Wie du wahres Selbstbewusstsein findest, anstatt nur selbstsicher zu wirken

Gepostet von am 8. April 2014 in beliebte Themen, Karriere & Beruf, Persönliche Geschichten, Selbstbewusstsein | Keine Kommentare

Wie du wahres Selbstbewusstsein findest, anstatt nur selbstsicher zu wirken

Es gibt zahlreiche Kurse zur Stärkung des Selbstbewusstseins und auch welche für sicheres Auftreten oder die Steigerung der Überzeugungskraft und viele wünschen sich, selbstbewusster auftreten zu können und sich wohler zu fühlen. Aber die besten Lektionen bekommt man doch im wahren Leben. Und eine solche Geschichte erzähle ich dir gleich mal, denn sie veranschaulicht eigentlich sehr gut den Unterschied zwischen Selbstbewusstsein und selbstsicherem Auftreten.

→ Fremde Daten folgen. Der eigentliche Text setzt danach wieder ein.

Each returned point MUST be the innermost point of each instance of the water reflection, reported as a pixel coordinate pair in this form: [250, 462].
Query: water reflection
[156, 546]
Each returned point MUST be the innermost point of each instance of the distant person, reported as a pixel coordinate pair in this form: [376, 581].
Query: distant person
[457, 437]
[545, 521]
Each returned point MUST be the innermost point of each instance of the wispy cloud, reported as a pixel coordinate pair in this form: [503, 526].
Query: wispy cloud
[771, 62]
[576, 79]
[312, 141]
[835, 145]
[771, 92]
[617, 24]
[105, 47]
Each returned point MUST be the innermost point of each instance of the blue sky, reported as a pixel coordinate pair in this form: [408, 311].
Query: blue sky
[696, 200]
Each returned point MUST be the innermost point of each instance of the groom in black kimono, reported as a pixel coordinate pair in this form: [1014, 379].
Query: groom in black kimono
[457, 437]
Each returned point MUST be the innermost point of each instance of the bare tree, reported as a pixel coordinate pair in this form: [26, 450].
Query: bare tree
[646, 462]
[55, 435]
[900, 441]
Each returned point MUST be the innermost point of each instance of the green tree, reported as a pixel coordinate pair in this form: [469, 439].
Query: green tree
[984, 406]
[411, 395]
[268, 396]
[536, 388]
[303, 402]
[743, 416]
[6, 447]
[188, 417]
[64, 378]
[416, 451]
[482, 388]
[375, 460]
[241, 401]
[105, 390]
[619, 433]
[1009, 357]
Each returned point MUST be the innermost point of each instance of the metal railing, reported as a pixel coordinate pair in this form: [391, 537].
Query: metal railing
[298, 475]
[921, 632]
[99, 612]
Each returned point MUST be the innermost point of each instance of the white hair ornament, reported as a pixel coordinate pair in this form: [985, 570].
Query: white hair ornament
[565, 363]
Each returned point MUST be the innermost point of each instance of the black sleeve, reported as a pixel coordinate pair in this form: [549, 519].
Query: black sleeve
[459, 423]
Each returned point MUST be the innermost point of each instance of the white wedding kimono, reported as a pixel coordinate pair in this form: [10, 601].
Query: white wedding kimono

Im Duden heißt es, dass Selbstbewusstsein: „das Überzeugtsein von seinen Fähigkeiten, von seinem Wert als Person, das sich besonders in selbstsicherem Auftreten ausdrückt“ bedeute. Und weiter heißt es: „Bewusstsein (des Menschen) von sich selbst als denkendem Wesen“.

Ich sehe es etwas differenzierter und inspiriert hat mich zu diesem Artikel mein Samstags-Ausflug in einen Day-Spa. Da diese Woche für mich sehr intensiv und ereignisreich war, habe ich beschlossen, am Samstag die Woche mit etwas Ruhe und Seelenwellness ausklingen zu lassen. In Zürich gibt es hierfür ein ganz wunderbares Plätzchen mit einer asiatischen Sauna- und Entspannungslandschaft und ich schwang mich voller Freude auf die schöne Ruhe und Wärme genau dahin.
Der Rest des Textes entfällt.